By M.D. Kittle
MADISON — Never accused of having a sense of urgency, the state Department of Workforce Development has issued yet another call for Evers administration employees to assist in resolving old Unemployment Insurance claims.
A recent email went out to all employees “who are in or have been in an Attorney, Paralegal, Legal Associate, Legal Secretary or related supervisory classifications” to assist with unemployment appeals and related hearings. The administration wants hearty souls from the departments of Administration, Financial Institutions, Transportation, Safety and Professional Services, Public Service Commission and DOA-attached agencies and boards.
DWD also needs “a few attorneys to act as administrative law judges.”
Transferred employees are to review Unemployment Insurance appeals, assist with preparation of electronic hearing files, process appeal decisions and monitor and manage various work queues.
“This work is remote, scheduled to start on March 1, and has an estimated duration of 3-6 months,” the email, obtained by Empower Wisconsin states. “While full time work is preferred, availability as low as 20 hours/week is possible as long as the first 2-3 weeks can be devoted to full time (40 hours/week) for necessary training.”
DWD has been notoriously slow in responding to staffing needs through the unemployment crisis that followed in the wake of the COVID-19 outbreak and Evers’ statewide lockdowns. Hundreds of thousands of Wisconsinites filed for Unemployment Insurance in the first wave in March and April. DWD was ill-prepared to handle the historic number of claims, and failed to quickly act to bring in needed staff and resources to help deal with the volume.
Republican lawmakers have repeatedly urged the governor to move employees with expertise in other state agencies to DWD while the crisis continues. It took the administration months to hire staff, transfer employees, and contract with call centers.

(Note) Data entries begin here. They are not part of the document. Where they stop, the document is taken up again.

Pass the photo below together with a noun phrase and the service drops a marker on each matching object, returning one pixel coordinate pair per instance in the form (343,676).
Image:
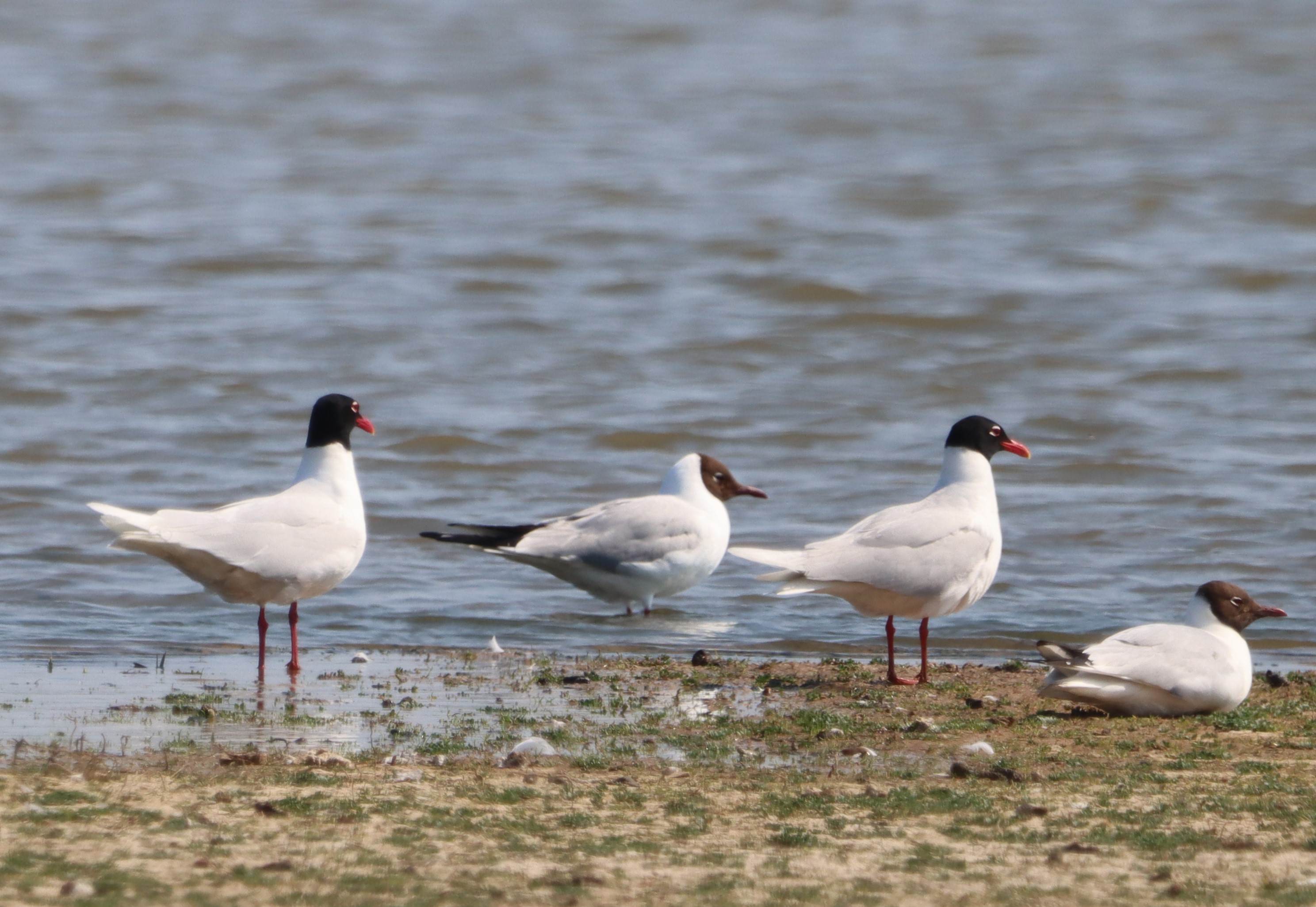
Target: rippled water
(555,246)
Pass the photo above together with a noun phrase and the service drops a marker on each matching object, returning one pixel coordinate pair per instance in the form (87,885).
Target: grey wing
(286,534)
(619,534)
(912,550)
(1183,660)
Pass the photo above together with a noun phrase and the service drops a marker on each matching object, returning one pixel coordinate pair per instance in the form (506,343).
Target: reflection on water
(555,246)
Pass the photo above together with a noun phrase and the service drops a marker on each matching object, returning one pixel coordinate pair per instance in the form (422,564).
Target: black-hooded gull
(275,550)
(926,559)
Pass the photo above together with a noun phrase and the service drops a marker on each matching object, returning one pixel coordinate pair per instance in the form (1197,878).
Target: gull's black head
(332,420)
(978,433)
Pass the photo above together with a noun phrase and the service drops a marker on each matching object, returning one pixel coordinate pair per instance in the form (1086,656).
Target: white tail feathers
(120,520)
(792,574)
(789,560)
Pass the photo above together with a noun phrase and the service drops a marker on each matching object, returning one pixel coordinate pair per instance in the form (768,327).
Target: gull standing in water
(275,550)
(926,559)
(627,551)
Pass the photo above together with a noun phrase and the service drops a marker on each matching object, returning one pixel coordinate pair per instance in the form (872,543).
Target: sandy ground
(732,784)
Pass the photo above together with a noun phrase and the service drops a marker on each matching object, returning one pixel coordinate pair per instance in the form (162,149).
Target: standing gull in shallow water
(631,550)
(1165,668)
(275,550)
(926,559)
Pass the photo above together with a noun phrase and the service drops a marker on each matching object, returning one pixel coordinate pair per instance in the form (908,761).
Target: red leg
(891,655)
(262,625)
(293,625)
(923,646)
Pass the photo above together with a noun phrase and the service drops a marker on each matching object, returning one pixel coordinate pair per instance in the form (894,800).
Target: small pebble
(77,889)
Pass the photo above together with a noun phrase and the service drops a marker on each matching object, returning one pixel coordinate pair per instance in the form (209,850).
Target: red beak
(1015,447)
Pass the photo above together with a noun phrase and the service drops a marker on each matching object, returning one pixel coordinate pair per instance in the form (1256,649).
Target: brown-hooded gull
(631,550)
(1164,668)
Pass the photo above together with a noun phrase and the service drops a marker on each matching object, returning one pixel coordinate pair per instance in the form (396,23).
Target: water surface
(555,246)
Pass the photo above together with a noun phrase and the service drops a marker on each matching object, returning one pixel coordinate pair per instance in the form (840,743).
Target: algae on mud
(745,797)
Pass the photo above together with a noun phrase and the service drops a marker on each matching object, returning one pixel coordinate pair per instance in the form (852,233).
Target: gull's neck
(333,466)
(1202,617)
(961,465)
(686,480)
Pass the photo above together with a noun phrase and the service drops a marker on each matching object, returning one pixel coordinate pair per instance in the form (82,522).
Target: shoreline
(741,782)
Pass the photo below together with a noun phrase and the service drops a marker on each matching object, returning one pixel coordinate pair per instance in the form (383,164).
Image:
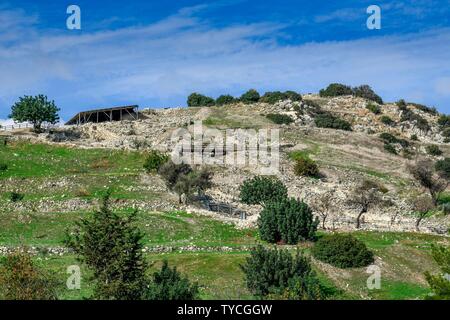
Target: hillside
(62,174)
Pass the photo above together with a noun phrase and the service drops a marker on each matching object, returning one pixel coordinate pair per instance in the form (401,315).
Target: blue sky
(154,53)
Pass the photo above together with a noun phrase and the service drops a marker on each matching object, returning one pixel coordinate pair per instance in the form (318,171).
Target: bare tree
(422,206)
(423,172)
(364,197)
(323,205)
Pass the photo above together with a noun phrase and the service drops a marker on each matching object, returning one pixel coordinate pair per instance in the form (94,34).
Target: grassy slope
(403,257)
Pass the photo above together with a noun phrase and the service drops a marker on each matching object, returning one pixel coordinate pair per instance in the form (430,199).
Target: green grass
(26,160)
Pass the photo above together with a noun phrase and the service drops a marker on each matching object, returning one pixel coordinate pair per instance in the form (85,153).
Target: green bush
(199,100)
(155,160)
(326,120)
(444,120)
(251,96)
(275,272)
(366,92)
(225,99)
(16,197)
(373,108)
(387,121)
(261,190)
(307,167)
(342,251)
(336,89)
(279,118)
(433,150)
(168,284)
(390,148)
(288,221)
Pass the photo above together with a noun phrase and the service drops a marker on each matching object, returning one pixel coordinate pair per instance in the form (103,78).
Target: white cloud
(161,63)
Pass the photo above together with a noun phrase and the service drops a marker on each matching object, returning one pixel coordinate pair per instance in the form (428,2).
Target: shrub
(251,96)
(20,279)
(433,150)
(225,99)
(16,197)
(261,190)
(155,160)
(171,172)
(387,121)
(443,167)
(168,284)
(199,100)
(274,97)
(305,166)
(342,251)
(373,108)
(444,120)
(326,120)
(272,271)
(111,246)
(390,148)
(366,92)
(280,118)
(287,220)
(336,89)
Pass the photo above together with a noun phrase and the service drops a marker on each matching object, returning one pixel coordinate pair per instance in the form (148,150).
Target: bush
(390,148)
(305,166)
(387,121)
(433,150)
(110,244)
(366,92)
(16,197)
(20,279)
(225,99)
(279,118)
(274,97)
(444,120)
(155,160)
(168,284)
(342,251)
(326,120)
(251,96)
(261,190)
(287,220)
(336,89)
(373,108)
(273,272)
(199,100)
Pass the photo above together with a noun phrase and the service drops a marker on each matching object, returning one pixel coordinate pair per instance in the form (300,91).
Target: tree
(323,205)
(199,100)
(440,283)
(261,190)
(423,172)
(225,99)
(168,284)
(35,109)
(272,271)
(287,220)
(364,196)
(155,160)
(20,279)
(251,96)
(422,206)
(342,251)
(111,246)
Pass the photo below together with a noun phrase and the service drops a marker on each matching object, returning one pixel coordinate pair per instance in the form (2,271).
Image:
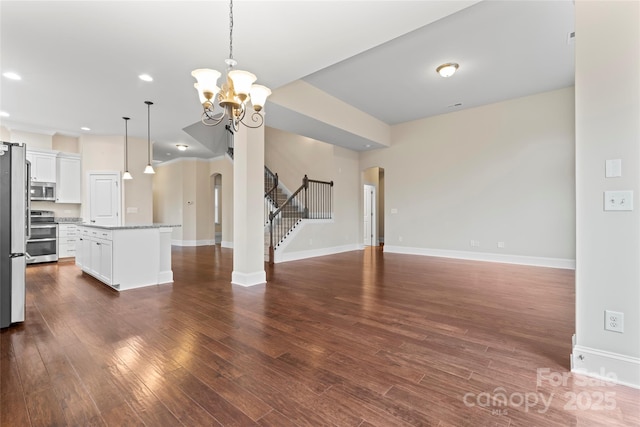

As of the the week ending Feb. 6, DWD reported nearly 15,000 initial claims and more than 104,000 regular claims.
In late December, DWD Secretary-designee Amy Pechacek took a victory lap in announcing the agency was processing the final unemployment claims in the state’s nine-month backlog. She admitted 5,000 claimants were stuck in adjudication.
It appears, based on DWD’s call for help, a significnant number of claims remain stuck in adjudication. Knowing the problem long ago, why didn’t the agency send out the request earlier?
Because slow is how the Evers administration rolls, and thousands are paying for that lack of urgency.